Last week, only two days after the conference issued a 33-page proposal for constitutional reforms, the prospect of change received a crushing blow. Stoffel Botha, Natal's ruling National Party boss, rejected the reforms, saying they failed to protect Natal's whites from "domination" by blacks. The last, best hope seemed destined to meet the same fate as so many other attempts to achieve racial harmony. The white opposition Progressive Federal Party, which had participated in the conference, termed the rejection "a reaction from bigots who seem to have a death wish for South Africa...
...Natal conferees had proposed a merger of white-dominated Natal and black-ruled KwaZulu, the government-designated Zulu homeland that is located inside Natal's borders. The area would then be ruled by a two-chamber parliament. One body would be based on "one man, one vote," which would mean black control and result in a black prime minister. The other would guarantee an equal number of seats to blacks, Indians, English speakers and Afrikaans speakers. Provisions to safeguard white rights, while allowing for eventual black rule, were also included. Dr. Oscar Dhlomo, a black delegate to the congress, called...

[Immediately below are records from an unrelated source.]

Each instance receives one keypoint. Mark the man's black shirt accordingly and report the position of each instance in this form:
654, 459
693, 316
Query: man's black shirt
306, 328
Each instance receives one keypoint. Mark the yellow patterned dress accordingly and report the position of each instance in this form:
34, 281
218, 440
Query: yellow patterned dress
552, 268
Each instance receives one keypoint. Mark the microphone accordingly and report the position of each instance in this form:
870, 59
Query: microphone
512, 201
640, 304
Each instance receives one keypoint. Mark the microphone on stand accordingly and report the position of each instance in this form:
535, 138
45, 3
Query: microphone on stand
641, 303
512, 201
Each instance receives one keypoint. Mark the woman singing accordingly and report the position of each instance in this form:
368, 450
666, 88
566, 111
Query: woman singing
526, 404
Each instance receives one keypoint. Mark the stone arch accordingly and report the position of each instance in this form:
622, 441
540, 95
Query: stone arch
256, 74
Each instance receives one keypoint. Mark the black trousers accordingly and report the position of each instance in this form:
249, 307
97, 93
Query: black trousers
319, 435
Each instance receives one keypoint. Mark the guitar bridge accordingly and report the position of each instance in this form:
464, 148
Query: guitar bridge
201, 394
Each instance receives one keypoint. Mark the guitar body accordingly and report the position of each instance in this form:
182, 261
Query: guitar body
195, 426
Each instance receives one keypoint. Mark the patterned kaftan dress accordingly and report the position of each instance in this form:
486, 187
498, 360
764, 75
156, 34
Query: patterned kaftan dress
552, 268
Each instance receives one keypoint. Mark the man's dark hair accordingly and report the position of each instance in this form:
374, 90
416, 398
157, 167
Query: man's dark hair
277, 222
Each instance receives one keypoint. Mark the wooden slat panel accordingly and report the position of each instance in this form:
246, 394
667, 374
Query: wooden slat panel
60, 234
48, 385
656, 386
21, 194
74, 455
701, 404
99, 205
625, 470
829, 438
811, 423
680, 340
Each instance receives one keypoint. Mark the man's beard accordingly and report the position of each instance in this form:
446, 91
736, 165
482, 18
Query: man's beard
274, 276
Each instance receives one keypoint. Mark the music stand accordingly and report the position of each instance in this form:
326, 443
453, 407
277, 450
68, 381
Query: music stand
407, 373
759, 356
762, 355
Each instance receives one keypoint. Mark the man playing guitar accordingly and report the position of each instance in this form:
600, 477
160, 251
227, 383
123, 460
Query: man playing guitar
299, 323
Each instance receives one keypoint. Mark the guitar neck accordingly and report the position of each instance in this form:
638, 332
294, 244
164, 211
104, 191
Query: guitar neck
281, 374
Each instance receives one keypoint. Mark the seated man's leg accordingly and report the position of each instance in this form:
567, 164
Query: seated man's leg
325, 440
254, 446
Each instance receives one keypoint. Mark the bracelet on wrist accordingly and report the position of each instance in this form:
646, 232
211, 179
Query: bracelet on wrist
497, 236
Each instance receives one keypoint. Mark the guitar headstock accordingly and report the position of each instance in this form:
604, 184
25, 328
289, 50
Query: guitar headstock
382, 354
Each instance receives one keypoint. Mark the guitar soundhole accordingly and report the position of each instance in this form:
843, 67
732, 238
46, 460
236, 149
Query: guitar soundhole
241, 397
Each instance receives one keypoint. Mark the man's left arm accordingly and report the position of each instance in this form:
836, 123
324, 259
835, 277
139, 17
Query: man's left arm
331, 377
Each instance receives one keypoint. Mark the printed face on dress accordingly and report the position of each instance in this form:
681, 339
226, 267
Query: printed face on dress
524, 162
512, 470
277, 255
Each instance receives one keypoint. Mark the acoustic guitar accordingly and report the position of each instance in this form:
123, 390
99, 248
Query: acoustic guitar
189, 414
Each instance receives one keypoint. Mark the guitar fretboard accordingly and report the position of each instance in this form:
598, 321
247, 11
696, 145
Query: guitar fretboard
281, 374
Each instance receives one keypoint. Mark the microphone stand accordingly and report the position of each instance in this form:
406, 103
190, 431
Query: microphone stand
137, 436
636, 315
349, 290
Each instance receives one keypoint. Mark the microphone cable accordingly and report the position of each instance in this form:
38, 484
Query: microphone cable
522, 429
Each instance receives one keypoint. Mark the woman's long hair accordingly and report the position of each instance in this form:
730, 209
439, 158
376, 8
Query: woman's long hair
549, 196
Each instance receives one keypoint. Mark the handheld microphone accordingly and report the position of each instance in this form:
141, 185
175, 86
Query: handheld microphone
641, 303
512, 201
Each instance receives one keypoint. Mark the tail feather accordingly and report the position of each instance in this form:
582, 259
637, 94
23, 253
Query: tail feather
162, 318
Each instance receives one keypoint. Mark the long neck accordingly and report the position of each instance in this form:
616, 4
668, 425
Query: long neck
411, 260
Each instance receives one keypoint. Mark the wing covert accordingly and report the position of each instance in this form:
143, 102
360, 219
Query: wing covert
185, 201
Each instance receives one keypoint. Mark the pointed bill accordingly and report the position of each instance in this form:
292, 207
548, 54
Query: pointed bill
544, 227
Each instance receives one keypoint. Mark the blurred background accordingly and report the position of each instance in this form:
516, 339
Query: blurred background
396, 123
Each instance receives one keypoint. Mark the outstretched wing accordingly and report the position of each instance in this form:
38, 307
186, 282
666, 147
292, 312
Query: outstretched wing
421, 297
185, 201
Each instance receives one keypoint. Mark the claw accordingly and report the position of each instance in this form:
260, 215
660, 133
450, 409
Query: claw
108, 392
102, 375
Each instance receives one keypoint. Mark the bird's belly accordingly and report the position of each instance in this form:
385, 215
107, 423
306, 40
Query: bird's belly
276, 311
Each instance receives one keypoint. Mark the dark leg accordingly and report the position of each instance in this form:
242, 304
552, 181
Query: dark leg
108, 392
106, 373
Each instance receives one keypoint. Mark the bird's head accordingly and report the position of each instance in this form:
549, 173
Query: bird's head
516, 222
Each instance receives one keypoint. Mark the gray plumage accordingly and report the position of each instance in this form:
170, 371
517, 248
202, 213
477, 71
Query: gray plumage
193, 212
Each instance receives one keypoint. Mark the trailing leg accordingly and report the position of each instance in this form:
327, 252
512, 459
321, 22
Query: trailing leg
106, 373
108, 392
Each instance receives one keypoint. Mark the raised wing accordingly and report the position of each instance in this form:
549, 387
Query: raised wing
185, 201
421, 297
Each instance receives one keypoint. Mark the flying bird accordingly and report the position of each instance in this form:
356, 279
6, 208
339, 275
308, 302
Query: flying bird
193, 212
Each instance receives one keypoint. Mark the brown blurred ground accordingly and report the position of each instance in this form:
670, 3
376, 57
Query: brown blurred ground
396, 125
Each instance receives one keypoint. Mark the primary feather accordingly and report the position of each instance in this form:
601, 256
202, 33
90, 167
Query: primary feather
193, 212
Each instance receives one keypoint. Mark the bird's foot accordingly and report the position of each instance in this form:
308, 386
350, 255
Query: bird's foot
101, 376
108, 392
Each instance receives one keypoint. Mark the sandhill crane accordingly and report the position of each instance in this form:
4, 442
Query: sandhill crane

White and black South Africans who believe that racial change is inevitable had hoped to demonstrate in Natal that apartheid could be dismantled by ballots rather than bullets. The province, although it has a low proportion of whites, seemed an auspicious testing ground. Relations between the 569,000 whites, 6 million blacks, 675,000 Indians and 95,000 mixed-raced coloreds are better than in South Africa's three other provinces. A majority of Natal's whites are of British background and are generally regarded as more liberal on racial issues than Dutch-descended Afrikaners. Moreover, many whites respect...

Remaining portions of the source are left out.